I have a file with size 39MB, I set the block size as 36MB. When the file is uploaded to HDFS, it successfully stores the file in two blocks. Now when I run a Map-Reduce job(simple reading job) on this file, the job counters show : "INFO mapreduce.JobSubmitter: number of splits:1"
That is , it is considering the 2 blocks as a single split, so I looked around and found the formula for calculating the split size which is as follows:
split size = max(minsize,min(maxsize,blocksize))
where minsize=mapreduce.input.fileinputformat.split.minsize and maxsize=minsize=mapreduce.input.fileinputformat.split.maxsize.
Now in my MR code I set the following properties:
Configuration conf = new Configuration()
conf.set("mapreduce.input.fileinputformat.split.minsize","1")
conf.set("mapreduce.input.fileinputformat.split.maxsize","134217728")
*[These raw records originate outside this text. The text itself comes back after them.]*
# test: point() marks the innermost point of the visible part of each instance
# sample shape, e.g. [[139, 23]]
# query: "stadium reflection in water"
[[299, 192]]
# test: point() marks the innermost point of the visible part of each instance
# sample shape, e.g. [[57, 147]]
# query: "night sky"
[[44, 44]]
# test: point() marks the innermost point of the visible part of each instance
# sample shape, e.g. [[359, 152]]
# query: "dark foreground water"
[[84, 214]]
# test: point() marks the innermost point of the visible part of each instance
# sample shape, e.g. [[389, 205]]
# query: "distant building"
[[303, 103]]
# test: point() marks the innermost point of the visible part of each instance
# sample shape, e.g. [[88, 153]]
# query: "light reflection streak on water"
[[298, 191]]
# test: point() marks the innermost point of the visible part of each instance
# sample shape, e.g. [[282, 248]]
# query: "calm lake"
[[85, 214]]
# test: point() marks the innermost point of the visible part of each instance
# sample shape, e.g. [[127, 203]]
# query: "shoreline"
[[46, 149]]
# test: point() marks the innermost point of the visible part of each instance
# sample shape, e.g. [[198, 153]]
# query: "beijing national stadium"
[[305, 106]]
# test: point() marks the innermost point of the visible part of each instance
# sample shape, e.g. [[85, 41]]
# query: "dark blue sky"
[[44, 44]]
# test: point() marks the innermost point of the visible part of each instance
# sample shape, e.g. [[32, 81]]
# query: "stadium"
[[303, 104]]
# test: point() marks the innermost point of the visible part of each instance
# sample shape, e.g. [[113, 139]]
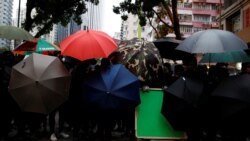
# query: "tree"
[[145, 10], [43, 14]]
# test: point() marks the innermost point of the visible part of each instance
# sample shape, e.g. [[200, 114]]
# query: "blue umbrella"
[[114, 88]]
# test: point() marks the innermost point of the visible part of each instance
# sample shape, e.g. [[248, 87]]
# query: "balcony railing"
[[209, 1]]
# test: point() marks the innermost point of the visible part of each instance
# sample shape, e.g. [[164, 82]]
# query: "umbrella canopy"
[[226, 57], [143, 60], [36, 45], [231, 102], [14, 33], [180, 103], [88, 44], [166, 47], [39, 83], [114, 88], [212, 41]]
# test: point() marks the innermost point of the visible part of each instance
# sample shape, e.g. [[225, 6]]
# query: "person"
[[245, 68], [52, 124], [115, 58]]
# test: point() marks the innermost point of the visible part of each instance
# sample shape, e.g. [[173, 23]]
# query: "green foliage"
[[144, 10], [51, 12]]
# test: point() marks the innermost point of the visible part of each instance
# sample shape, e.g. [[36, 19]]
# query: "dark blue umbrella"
[[113, 88]]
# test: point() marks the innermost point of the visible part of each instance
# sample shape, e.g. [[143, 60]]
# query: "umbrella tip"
[[23, 64]]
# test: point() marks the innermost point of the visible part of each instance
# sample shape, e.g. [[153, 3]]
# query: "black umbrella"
[[231, 105], [166, 47], [180, 102], [232, 96]]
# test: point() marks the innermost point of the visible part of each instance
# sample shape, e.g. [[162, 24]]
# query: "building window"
[[236, 24]]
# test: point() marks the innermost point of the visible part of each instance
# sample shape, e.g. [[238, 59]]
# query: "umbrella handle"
[[24, 63]]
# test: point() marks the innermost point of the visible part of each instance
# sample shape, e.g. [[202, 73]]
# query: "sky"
[[112, 22]]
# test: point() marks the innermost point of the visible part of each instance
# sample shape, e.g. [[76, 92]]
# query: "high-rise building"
[[5, 18], [194, 15], [236, 18]]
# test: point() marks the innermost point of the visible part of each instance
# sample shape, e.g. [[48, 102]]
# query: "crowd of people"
[[81, 122]]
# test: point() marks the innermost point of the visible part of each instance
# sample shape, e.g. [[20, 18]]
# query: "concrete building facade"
[[194, 15], [236, 18], [6, 7]]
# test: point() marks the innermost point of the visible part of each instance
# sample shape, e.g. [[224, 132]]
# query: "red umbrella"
[[88, 44]]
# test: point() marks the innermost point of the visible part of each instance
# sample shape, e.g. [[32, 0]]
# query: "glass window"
[[236, 24]]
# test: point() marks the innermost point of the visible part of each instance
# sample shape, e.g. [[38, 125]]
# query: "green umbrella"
[[14, 33], [231, 56]]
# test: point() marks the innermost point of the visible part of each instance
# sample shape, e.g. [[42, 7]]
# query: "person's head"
[[115, 57], [245, 68], [178, 70], [105, 63]]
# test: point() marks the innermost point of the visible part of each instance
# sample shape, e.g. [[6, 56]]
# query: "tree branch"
[[166, 7], [159, 17], [44, 29], [151, 24]]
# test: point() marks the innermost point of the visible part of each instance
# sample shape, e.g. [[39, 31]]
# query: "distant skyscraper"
[[5, 18], [94, 16]]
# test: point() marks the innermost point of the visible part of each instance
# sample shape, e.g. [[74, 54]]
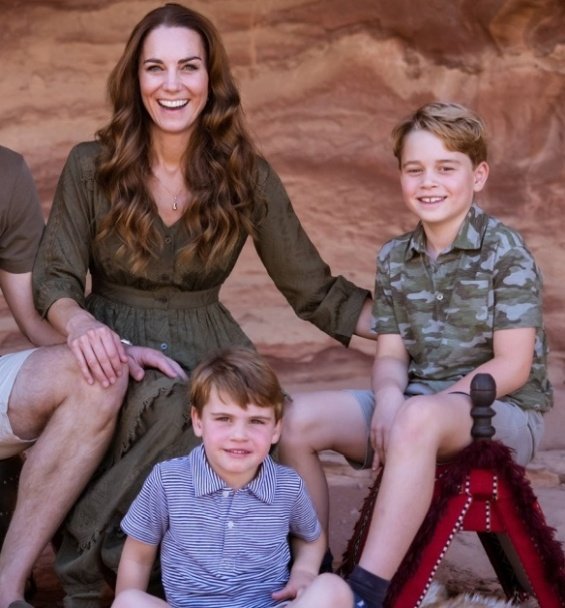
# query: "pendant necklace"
[[176, 197]]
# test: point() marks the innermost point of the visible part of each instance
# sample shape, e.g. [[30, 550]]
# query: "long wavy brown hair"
[[220, 158]]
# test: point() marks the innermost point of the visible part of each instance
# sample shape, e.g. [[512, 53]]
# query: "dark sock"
[[368, 588], [327, 562]]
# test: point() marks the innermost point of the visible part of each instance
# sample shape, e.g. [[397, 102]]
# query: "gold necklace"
[[176, 197]]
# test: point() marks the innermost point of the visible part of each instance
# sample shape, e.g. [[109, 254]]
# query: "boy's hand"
[[388, 404], [298, 581]]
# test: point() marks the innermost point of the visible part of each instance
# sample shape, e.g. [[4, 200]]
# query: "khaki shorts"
[[520, 430], [10, 366]]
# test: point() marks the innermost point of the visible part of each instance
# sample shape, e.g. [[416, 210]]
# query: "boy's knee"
[[414, 419]]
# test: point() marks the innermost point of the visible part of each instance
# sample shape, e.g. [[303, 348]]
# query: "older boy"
[[460, 294], [222, 514]]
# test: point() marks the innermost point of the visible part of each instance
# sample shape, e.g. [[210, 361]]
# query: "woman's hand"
[[142, 357], [98, 350]]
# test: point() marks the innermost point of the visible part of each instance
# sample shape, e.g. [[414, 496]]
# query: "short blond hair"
[[459, 128], [241, 374]]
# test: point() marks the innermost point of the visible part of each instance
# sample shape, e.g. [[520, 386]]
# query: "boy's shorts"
[[10, 366], [521, 430]]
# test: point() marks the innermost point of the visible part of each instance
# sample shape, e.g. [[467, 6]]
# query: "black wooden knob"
[[483, 393]]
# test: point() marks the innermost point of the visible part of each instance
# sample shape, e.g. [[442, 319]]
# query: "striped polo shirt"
[[220, 547]]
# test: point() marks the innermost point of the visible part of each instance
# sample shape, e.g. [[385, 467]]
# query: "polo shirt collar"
[[469, 237], [207, 481]]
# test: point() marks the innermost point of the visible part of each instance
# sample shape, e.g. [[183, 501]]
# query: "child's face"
[[236, 441], [438, 185]]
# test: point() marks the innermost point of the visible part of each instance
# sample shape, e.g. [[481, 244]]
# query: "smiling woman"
[[158, 210]]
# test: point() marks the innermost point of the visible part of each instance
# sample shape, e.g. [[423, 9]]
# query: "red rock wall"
[[323, 82]]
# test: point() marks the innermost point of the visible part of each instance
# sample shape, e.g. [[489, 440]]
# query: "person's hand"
[[381, 424], [142, 357], [298, 581], [98, 350]]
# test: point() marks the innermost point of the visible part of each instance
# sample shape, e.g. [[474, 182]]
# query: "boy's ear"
[[277, 432], [196, 421], [480, 174]]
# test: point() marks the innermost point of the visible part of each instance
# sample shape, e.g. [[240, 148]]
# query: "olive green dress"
[[173, 307]]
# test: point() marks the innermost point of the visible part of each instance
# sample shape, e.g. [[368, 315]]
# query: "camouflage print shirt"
[[447, 310]]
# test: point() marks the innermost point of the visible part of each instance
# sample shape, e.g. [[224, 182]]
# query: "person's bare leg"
[[426, 429], [133, 598], [74, 423], [325, 590], [317, 421]]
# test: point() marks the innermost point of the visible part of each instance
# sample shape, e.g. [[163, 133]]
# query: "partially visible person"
[[222, 515], [46, 406], [158, 209], [459, 295]]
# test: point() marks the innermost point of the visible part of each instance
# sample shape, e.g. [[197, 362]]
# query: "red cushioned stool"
[[483, 490]]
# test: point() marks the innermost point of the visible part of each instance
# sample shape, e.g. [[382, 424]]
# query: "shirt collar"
[[207, 481], [469, 237]]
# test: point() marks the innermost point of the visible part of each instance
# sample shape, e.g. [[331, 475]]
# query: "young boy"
[[223, 514], [461, 294]]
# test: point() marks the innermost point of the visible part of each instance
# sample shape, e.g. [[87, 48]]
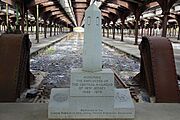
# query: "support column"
[[103, 31], [7, 17], [57, 32], [179, 34], [45, 28], [122, 28], [164, 26], [54, 28], [136, 31], [23, 17], [37, 23], [27, 23], [50, 24], [31, 28], [113, 29]]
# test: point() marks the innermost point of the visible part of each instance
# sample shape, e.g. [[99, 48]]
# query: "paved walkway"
[[130, 49], [44, 42], [26, 111]]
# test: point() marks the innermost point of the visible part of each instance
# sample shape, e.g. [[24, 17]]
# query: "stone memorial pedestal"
[[91, 95]]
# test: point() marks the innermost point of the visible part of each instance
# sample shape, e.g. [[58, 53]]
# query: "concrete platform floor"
[[25, 111]]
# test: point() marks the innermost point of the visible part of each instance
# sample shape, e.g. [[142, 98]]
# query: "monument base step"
[[61, 106]]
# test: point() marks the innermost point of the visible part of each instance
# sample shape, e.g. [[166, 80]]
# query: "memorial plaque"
[[121, 106], [92, 83]]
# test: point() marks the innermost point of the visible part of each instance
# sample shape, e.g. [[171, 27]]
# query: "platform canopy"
[[71, 12]]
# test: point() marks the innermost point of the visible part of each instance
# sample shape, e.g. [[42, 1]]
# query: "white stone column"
[[92, 48]]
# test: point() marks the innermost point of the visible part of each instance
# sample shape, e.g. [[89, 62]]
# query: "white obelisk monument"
[[92, 94], [92, 49]]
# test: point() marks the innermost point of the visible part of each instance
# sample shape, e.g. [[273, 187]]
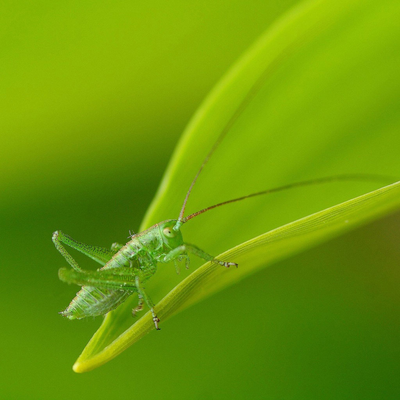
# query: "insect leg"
[[116, 247], [139, 307], [181, 250], [116, 278], [147, 300], [97, 253]]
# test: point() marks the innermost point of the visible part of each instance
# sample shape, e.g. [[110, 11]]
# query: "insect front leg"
[[142, 294], [183, 249]]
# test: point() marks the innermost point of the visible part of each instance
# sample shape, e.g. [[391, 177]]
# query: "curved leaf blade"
[[251, 256], [336, 102]]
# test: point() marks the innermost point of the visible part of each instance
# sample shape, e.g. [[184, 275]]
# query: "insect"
[[126, 268]]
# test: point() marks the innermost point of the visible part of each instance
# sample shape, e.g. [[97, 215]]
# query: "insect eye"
[[168, 232]]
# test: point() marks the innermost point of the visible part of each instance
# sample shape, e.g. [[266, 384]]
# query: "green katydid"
[[127, 267]]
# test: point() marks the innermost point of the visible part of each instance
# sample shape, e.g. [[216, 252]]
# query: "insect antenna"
[[347, 177], [242, 106]]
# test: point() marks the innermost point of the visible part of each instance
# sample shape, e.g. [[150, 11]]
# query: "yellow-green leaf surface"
[[321, 104]]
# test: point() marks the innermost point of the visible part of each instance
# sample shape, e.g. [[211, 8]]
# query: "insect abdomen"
[[91, 302]]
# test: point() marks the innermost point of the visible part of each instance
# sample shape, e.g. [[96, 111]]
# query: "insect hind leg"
[[96, 253], [142, 294]]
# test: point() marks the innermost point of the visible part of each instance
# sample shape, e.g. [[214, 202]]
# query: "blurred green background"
[[93, 97]]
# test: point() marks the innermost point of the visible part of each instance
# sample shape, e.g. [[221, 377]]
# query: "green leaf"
[[323, 105]]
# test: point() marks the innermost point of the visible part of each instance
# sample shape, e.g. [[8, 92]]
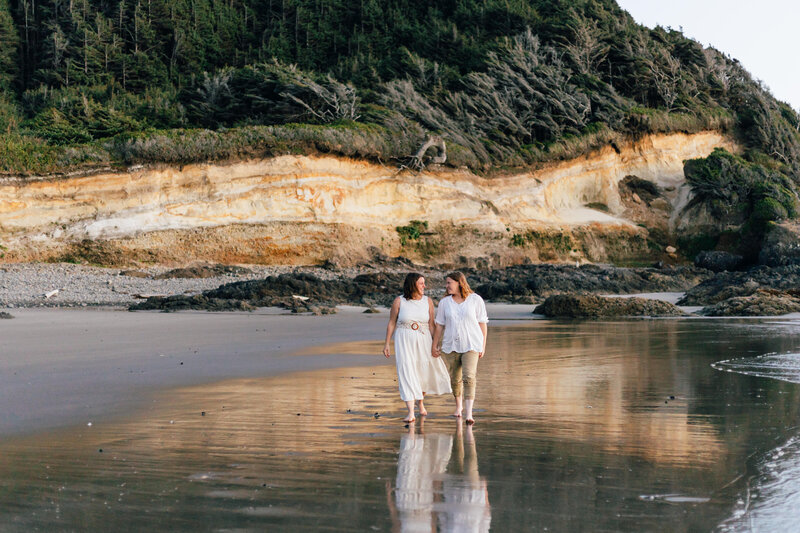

That is minsize=1 byte and maxsize=128 MB, so according to the formula the split size should be 36MB and hence two splits should be there, but still I am getting the same counter output as :
"INFO mapreduce.JobSubmitter: number of splits:1"
Can anyone explain why ?
The last split of a file can overflow by 10%.
This is called as SPLIT_SLOP
and it is set at 1.1
.
In this scenario,
39MB (Remaining Bytes) / 36MB (Input Split Size) = 1.08 is less than 1.1 (SPLIT_SLOP)
Thus the entire file is considered as one split.
Snippet on how splits are divided,
long bytesRemaining = FileSize;
while (((double) bytesRemaining)/splitSize > SPLIT_SLOP) {
String[][] splitHosts = getSplitHostsAndCachedHosts(blkLocations,length-bytesRemaining, splitSize, clusterMap);
splits.add(makeSplit(path, length-bytesRemaining, splitSize,splitHosts[0], splitHosts[1]));
bytesRemaining -= splitSize;
}
Refer getSplits() method to know how splits are divided for each file.